Solidarité syndicale chez Novartis
Les ouvriers syndiqués de novartis à Nyon ont fait un geste en faveur de 4 collègues licenciés chez Sapal.

Exemple concret de solidarité dans le milieu syndical. Le 27 mai dernier, au cours d'une brève et sympathique cérémonie organisée dans les locaux d'Unia à Lausanne, Célio Rodrigues, président de la commission d'entreprise de Novartis, a remis un chèque de 2000 francs à chacun des quatre ouvriers syndiqués et récemment licenciés par Sapal. Ce montant doit aider leurs destinataires à retrouver du travail, en contribuant au financement de formation dans leur domaine ou propre à faciliter leur reconversion professionnelle. Participant à la rencontre, Mike Nista, président de la commission d'entreprise de Sapal, a chaleureusement remercié son homologue pour ce geste. «Une démarche admirable.

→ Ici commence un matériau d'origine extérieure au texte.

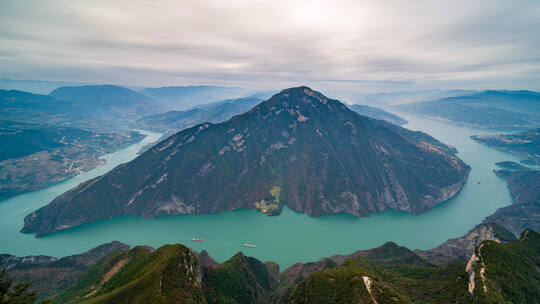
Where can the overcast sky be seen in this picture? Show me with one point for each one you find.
(362, 45)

J'en suis très heureux et fier.» Satisfaction partagée par Yves Defferrard, responsable de l'industrie à Unia Vaud, qui a souligné «l'intelligence et la générosité de cette initiative, dans un marché de l'emploi très difficile». Les bénéficiaires n'ont pas manqué de témoigner leur reconnaissance.

Bienvenu
«Excellent. J'ignore encore quelle formation je suivrai. Je vais commencer par me renseigner» a déclaré un ouvrier ayant travaillé près de quatre ans à Sapal avant d'être licencié. «La gifle... J'ai toutefois déjà été au chômage, il y a huit ans. Pour suivre une formation complémentaire, il y avait de longs délais d'attente. Cet argent est bienvenu.» Même son de cloche de son collègue qui a vécu une expérience similaire alors qu'il était, lui aussi, passé par la case chômage. Il envisage, pour sa part, de consacrer ce montant à un cours du soir en informatique. Julien Sposito, un homme de 29 qui aura au total travaillé 9 ans à Sapal entre la période d'apprentissage et ses années de service comme responsable machines, utilisera ce chèque pour payer des cours d'anglais. «L'entraide est importante. Dommage que la tendance actuelle s'oriente davantage vers l'individualisme» a encore relevé le jeune syndiqué.
L'argent remis aux ouvriers provient de bénéfices réalisés dans le cadre de ventes de vin par les syndiqués. L'idée de créer un fonds de solidarité par ce biais a été lancée par Roland Conus, responsable adjoint de la chimie-pharma à Unia pour la Suisse romande.